Trump’s Cabinet picks are riling up hardline conservatives. Will that matter?
Donald Trump’s picks for a second term Cabinet were supposed to illuminate what a MAGA presidency free of guardrails would look like.
Many of his picks have been surprising, some controversial. His initial announcements were giveaways to his base — Matt Gaetz, then Pam Bondi for AG; Tulsi Gabbard for director of national intelligence; RFK Jr at HHS. But as the process continues, one familiar theme has emerged: the willingness of the incoming president to spurn committed right-wing ideologues within his party.
The first clue was his selection of Marco Rubio to lead the State Department. A relatively centrist Republican senator who is a supporter of military aid to Ukraine and Israel, Rubio’s pick was seen as a blow to the isolationist wing of the party, which Trump has long been seen as championing.
The Florida senator is facing accusations of being a “neocon” from the likes of Alex Jones, Ron Paul, and even RFK Jr, who The Hill reports is lobbying Trump to select someone else for the job.
Rubio is just one nominee. But several of Trump’s other Cabinet-level picks are also rankling people who were hoping that a Trump victory would mean a return to power for a vision of the American right wing that never took into account the realities of MAGA-world and Trump himself. The Republican Party still struggles to wrestle with how Trump-style populism — sometimes isolationist, sometimes pro-labor, and infrequently consistent — fits in to the GOP’s overall ideology. And vice versa.
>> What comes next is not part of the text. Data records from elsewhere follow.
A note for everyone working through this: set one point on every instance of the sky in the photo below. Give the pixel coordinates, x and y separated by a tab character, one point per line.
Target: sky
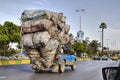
96	12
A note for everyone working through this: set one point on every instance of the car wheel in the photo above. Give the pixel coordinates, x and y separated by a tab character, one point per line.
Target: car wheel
73	66
62	66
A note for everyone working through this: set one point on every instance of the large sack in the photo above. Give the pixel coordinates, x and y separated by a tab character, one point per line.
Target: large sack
26	23
63	19
66	28
35	14
41	24
51	46
64	38
27	40
25	30
41	38
53	31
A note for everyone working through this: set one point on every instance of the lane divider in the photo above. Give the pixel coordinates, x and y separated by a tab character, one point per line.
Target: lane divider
11	62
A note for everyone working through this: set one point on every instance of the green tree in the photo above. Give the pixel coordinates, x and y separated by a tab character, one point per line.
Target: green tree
9	32
78	47
93	47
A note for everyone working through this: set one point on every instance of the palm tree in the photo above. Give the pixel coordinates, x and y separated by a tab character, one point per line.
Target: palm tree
103	26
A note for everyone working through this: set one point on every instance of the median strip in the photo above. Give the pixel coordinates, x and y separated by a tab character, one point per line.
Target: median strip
3	77
10	62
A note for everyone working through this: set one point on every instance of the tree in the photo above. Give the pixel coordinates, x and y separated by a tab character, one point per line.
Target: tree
93	47
78	47
9	32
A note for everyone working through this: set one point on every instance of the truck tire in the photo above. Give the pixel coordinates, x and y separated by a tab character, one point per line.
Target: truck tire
73	66
55	68
62	66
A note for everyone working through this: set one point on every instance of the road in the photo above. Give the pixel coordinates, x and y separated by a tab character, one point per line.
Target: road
85	70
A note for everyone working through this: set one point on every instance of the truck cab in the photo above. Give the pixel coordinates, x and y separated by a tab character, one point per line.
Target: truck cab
63	60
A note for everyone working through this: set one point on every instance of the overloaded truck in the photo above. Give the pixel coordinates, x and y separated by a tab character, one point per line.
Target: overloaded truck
46	39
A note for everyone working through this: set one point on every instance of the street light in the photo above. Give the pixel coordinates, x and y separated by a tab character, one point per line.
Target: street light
80	16
80	33
103	26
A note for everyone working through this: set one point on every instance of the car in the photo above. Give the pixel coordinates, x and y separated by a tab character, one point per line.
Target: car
96	58
63	60
104	58
114	58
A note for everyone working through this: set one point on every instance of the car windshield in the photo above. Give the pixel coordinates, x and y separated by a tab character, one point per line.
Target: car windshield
59	39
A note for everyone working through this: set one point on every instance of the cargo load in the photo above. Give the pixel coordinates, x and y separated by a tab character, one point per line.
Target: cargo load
43	32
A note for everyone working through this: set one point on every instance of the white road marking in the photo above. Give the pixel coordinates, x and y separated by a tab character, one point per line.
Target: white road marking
1	77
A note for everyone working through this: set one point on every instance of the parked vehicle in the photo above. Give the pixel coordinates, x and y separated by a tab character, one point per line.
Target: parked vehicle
96	58
114	58
104	58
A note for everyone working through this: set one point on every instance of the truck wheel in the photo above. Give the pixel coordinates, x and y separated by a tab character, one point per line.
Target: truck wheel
55	68
62	66
73	66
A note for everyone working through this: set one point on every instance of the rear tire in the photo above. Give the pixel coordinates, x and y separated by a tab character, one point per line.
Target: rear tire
62	67
73	66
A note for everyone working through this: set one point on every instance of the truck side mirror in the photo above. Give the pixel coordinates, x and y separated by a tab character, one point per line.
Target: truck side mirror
111	73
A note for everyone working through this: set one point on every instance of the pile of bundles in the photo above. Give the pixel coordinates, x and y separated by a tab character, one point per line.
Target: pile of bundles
42	32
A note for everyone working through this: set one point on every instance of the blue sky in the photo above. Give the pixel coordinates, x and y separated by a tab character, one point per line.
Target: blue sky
96	11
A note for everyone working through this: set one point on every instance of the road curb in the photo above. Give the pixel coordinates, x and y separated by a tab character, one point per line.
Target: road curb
10	62
81	59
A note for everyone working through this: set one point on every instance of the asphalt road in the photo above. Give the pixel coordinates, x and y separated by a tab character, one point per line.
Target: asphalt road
85	70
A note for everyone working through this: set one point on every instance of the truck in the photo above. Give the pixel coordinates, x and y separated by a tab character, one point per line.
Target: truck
46	39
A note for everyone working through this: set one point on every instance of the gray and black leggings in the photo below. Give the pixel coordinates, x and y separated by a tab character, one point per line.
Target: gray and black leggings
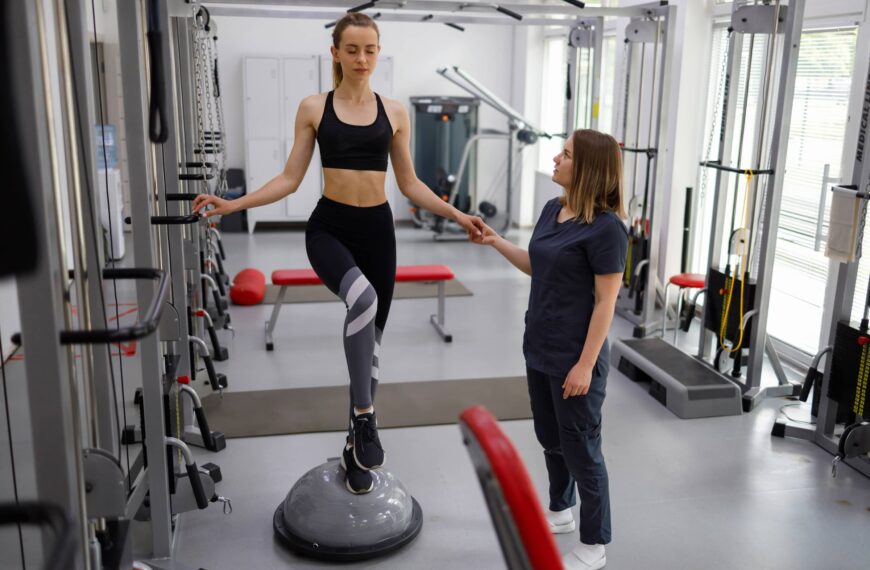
353	251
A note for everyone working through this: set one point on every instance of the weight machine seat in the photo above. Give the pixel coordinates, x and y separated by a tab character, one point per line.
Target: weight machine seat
514	505
689	280
404	273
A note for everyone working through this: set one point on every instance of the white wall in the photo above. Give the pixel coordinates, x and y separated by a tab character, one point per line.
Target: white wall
417	50
683	121
10	319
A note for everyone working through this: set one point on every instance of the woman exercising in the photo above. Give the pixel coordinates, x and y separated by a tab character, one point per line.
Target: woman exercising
350	238
576	258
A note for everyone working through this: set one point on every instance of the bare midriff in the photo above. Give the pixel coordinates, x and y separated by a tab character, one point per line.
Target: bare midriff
361	188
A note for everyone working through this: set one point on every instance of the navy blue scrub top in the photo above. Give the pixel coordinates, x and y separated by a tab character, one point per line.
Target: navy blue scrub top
565	259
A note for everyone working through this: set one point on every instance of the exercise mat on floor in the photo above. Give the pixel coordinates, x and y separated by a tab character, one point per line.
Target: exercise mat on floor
407	290
399	404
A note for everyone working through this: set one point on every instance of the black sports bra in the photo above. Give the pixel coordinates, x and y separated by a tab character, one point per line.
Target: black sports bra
354	147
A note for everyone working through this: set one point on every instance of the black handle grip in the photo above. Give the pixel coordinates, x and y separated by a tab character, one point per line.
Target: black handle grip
217	83
196	485
808	384
158	130
204	430
212	374
206	17
182	197
716	165
174	220
187	176
140	329
510	13
45	514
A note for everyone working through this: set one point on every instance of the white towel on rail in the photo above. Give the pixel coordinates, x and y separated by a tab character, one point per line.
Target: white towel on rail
843	228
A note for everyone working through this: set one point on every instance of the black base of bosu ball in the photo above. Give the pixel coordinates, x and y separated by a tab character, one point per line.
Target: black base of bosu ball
321	519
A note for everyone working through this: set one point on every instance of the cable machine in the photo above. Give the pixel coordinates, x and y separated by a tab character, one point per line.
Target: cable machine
840	395
647	72
583	90
747	194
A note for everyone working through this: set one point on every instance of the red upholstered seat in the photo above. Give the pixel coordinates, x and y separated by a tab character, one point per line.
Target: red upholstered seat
529	530
295	277
249	287
689	280
403	273
423	273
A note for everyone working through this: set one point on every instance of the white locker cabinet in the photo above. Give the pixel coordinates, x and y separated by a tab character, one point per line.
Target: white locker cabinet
382	84
274	87
265	159
301	79
262	98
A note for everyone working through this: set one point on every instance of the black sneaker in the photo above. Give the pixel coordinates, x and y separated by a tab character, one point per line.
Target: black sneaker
367	450
358	481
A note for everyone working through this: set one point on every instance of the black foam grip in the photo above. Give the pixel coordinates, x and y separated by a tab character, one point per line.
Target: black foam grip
217	83
217	301
212	375
196	485
510	13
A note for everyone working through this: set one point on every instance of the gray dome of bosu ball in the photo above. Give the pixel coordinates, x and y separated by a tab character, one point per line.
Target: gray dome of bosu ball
321	519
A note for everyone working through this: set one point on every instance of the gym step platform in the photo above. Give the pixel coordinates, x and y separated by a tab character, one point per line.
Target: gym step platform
682	383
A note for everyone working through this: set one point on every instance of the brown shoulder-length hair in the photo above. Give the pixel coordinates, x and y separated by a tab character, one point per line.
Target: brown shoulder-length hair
596	180
350	19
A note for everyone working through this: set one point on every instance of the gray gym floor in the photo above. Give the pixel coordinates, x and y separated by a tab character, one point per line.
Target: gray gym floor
715	493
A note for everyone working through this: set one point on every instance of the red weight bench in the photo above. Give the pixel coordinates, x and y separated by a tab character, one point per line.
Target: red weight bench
404	273
516	512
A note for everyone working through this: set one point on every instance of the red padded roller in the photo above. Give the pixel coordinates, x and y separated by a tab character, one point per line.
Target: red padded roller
423	273
249	287
517	491
689	280
295	277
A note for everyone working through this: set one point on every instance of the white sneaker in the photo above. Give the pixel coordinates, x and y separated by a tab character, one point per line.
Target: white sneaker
585	557
560	522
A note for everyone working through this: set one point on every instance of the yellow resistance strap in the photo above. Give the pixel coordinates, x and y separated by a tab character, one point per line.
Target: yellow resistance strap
742	272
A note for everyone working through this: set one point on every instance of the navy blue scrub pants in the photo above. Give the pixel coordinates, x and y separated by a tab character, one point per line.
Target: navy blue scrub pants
570	433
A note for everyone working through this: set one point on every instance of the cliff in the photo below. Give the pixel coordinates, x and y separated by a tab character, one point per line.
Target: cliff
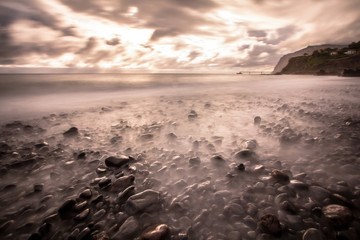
308	50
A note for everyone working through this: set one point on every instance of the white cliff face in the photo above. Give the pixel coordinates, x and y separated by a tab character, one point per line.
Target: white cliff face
284	60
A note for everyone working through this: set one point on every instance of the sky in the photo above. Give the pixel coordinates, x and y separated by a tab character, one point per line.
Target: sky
189	36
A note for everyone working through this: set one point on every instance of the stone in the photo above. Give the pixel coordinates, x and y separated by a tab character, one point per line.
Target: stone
86	194
280	176
122	183
313	234
127	229
72	132
99	214
157	232
269	224
66	209
337	215
194	161
81	216
257	120
141	201
117	161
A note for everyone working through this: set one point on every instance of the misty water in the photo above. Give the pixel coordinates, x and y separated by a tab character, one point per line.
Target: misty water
187	136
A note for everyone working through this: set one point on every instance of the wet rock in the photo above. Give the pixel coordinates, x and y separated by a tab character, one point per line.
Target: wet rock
86	194
66	209
127	229
157	232
337	215
257	120
81	216
270	224
280	176
117	161
142	201
313	234
122	183
72	132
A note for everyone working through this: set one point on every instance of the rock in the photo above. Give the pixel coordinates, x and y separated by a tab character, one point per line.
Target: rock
122	183
142	201
337	215
127	229
157	232
81	216
257	120
313	234
72	132
66	209
245	154
249	144
241	167
194	161
124	195
38	187
270	224
98	215
86	194
280	176
117	161
217	159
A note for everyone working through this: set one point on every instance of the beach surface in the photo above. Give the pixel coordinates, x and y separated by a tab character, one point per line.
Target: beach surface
179	157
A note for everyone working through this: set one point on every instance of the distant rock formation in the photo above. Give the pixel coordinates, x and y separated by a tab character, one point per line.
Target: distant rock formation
284	60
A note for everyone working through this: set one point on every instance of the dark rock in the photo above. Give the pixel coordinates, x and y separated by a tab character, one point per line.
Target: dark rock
257	120
217	159
81	216
127	229
66	209
38	187
245	154
117	161
84	234
72	132
99	214
241	167
142	201
337	215
280	176
122	183
313	234
157	232
270	224
86	194
194	161
124	195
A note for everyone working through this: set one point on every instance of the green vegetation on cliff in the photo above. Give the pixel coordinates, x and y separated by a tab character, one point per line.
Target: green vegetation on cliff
327	61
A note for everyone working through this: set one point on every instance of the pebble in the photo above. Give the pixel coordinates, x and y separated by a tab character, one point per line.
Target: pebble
117	161
270	224
337	215
81	216
127	229
72	132
157	232
141	201
313	234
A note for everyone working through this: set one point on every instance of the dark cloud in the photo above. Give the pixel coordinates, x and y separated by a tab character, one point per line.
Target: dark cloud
113	42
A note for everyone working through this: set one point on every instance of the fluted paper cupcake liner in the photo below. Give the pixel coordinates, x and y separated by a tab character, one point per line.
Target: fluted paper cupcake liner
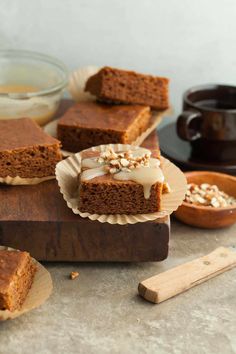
39	292
67	176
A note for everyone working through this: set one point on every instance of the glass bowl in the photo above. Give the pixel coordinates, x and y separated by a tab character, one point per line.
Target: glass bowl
31	85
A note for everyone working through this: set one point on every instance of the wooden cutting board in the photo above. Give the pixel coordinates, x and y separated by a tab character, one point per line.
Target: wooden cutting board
37	219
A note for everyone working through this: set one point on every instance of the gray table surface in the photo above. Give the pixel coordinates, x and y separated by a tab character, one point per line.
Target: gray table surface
100	311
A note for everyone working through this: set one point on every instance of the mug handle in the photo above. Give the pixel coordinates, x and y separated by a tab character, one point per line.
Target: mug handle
183	125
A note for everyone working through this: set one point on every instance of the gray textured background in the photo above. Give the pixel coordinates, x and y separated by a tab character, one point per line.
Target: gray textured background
191	42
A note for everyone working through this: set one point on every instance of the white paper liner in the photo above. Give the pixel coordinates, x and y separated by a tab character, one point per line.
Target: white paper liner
67	176
15	181
51	129
77	81
39	292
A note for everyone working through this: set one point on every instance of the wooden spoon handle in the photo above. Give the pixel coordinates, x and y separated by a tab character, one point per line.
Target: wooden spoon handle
183	277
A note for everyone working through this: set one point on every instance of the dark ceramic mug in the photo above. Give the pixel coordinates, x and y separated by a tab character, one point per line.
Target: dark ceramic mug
208	121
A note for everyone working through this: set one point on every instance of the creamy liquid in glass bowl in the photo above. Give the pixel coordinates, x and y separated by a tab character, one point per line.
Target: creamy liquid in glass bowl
31	85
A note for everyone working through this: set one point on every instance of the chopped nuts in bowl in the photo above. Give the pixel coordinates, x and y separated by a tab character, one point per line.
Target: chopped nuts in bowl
210	201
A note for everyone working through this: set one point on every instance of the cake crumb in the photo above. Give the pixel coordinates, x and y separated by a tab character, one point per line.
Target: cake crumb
74	275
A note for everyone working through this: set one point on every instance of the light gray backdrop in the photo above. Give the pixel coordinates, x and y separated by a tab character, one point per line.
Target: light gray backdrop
190	41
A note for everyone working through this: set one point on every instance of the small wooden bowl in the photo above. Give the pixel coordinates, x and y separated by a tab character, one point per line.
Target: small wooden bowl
209	217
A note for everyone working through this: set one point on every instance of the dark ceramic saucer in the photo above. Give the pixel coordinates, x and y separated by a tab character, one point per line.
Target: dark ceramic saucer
179	151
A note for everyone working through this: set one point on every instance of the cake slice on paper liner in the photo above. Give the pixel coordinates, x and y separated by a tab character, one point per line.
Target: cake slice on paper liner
120	184
38	292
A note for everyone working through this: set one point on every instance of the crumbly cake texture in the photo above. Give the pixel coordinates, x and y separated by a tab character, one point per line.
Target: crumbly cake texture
26	150
88	124
106	195
17	271
122	86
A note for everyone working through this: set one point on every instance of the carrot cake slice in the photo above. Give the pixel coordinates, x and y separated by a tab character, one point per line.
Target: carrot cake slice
123	182
17	271
88	124
26	150
123	86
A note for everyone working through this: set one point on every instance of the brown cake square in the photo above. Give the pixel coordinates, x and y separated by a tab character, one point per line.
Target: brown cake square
26	150
88	124
122	86
120	183
17	272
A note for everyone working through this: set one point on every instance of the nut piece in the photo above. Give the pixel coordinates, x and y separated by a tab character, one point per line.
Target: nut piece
208	195
74	275
122	161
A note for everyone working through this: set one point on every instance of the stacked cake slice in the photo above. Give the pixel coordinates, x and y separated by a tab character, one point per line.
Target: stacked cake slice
121	113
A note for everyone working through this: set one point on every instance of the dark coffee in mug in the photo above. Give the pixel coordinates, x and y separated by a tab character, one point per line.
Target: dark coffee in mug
215	104
208	121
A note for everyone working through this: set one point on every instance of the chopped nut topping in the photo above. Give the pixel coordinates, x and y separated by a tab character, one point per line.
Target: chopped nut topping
74	275
208	195
122	161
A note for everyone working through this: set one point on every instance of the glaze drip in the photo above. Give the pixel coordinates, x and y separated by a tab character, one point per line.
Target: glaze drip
146	174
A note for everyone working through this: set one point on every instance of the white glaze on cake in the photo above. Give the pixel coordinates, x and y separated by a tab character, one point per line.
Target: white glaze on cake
146	175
Scott Bessent’s nomination for Treasury is another key example. His selection on Friday came despite public lobbying against him specifically carried out by Elon Musk and murmurs about his connections to Democrat-supporting billionaire George Soros on the right. Other Republican figures have sounded off over his pick to run the Labor Department, Lori Chavez-DeRemer, over her support for the union-boosting Pro Act.
But maybe Trump’s worst transgression against the far-right: his pick for Surgeon General. Yes: what is typically an apolitical appointment is now provoking rage among two key groups of voters who backed the incoming president in 2024, the anti-mask, anti-lockdown Covid-skeptic crowd (in all its various shades), and the anti-abortion evangelical and Catholic right. Many of the former crowd in particular gravitated towards Ron DeSantis in the 2024 GOP primary after he emerged as a vocal opponent of mask mandates and other public health guidelines while serving as Florida’s governor in 2020 and 2021.
Dr Janette Nesheiwat’s nomination enrages both camps.
A clip of Nesheiwat appearing on the Fox Business Network is spreading in right-wing circles; in the video, she expresses support for Facebook’s efforts to tamp down on vaccine and Covid conspiracies — a huge no-no for a segment of the population which adamantly refused to comply with mask mandates, social distancing requirements and protested the closure of schools when the virus was killing hundreds of thousands of Americans.
Her Twitter/X post serving as the announcement of her intended appointment was immediately besieged by Trump supporters demanding that she refuse the position.
“Watch your step, Janette. We don’t trust you,” wrote The Blaze host Sara Gonzales.
If this feels familiar, it’s because Donald Trump has spent the past year making various decisions and statements which similarly enraged or otherwise spun up various groups of voters that make up the right flank of the GOP.
That same willingness to disappoint hardline conservative Republicans — at least, the ones who pay attention to the day-to-day of the political news cycle — was evident throughout the 2024 campaign. The anti-abortion right frequently takes the brunt of it; Trump spurned them, and former rival DeSantis, when he refused to endorse Florida’s six-week abortion ban. His stance against legislation to ban abortion at the federal level angered that group, too.
But the comparatively uncontroversial selections for Cabinet positions following a few initial outliers raises another question: is the president-elect attempting to build political capital with the Senate? And for what purpose?
With the Trump administration reportedly plotting a massive day-one push on immigration, one that will likely rely on Congress in some form for changes to law and funding which can only be provided through the Legislative Branch, we may have that answer in the weeks ahead.